Peccato che l’albero, simbolo della razionalità e delle potenzialità umane, può andare bene solo per vedere meglio le cose di questo mondo, nella loro complessità e nella loro globalità. Se si sale sull' albero per svelare il mistero si è scelta la strada sbagliata. Nessun albero, nessuna scala, nessuna montagna, nessuna altezza è sufficientemente alta per riuscire a sbirciare attraverso la porta del Signore.
Allora Dio ha pietà di noi e ci invita a fare il percorso inverso, a scendere giù velocemente da un'altezza inadeguata, a farci piccoli e ad aprire la porta ospitandolo in casa nostra.
Per vedere il Signore, l’uomo non deve alzarsi ma abbassarsi, rinunciando a ogni forme di furbizia e di cattiveria liberando il cuore di tutto ciò che lo tiene ingombrato.

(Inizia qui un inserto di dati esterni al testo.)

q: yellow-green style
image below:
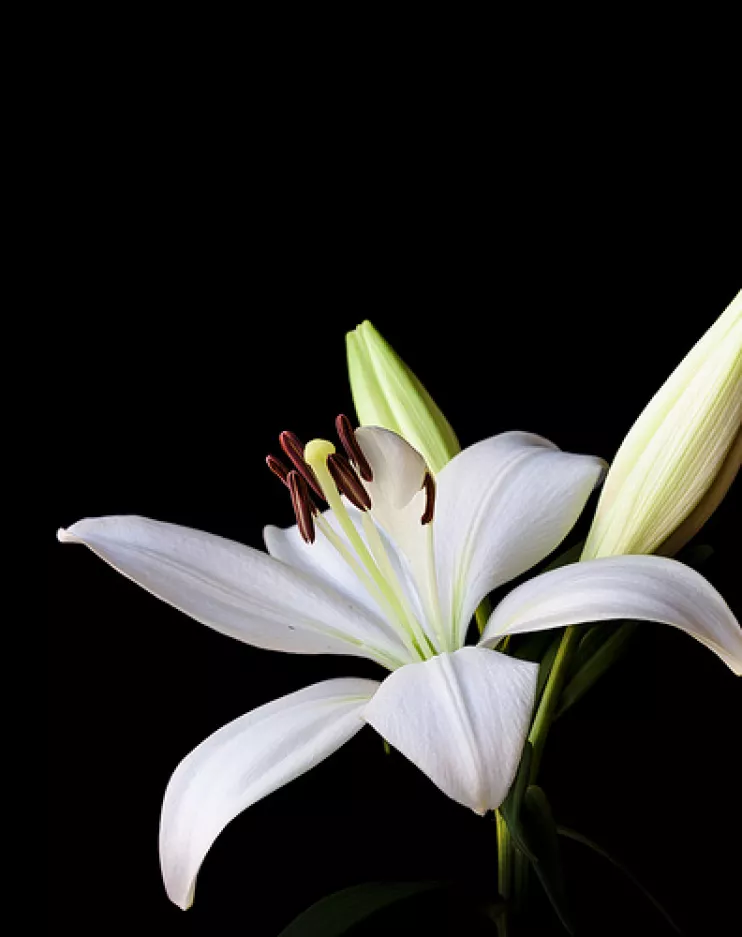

Quando l’anima, mediante la grazia e il pentimento, si sarà disfatto di ogni cosa acquistata malamente e si sarà liberata di tutto ciò che ha rapinato e dissipato a livello religioso, culturale, morale, ambientale e umano, ritornerà ad acquistare l'armonia con Dio, con i fratelli e col mondo. ritornerà bambina. Non infantile o stupida, ma libera e semplice. Allora lui si siederà alla nostra tavola e la casetta dal nostro cuore diventerà chiesa, la prima chiesa, che dà valore e legittimazione a ogni chiesa di sasso, da quella del borgo fino alla cattedrale e all'immensa basilica carica di storia e di arte.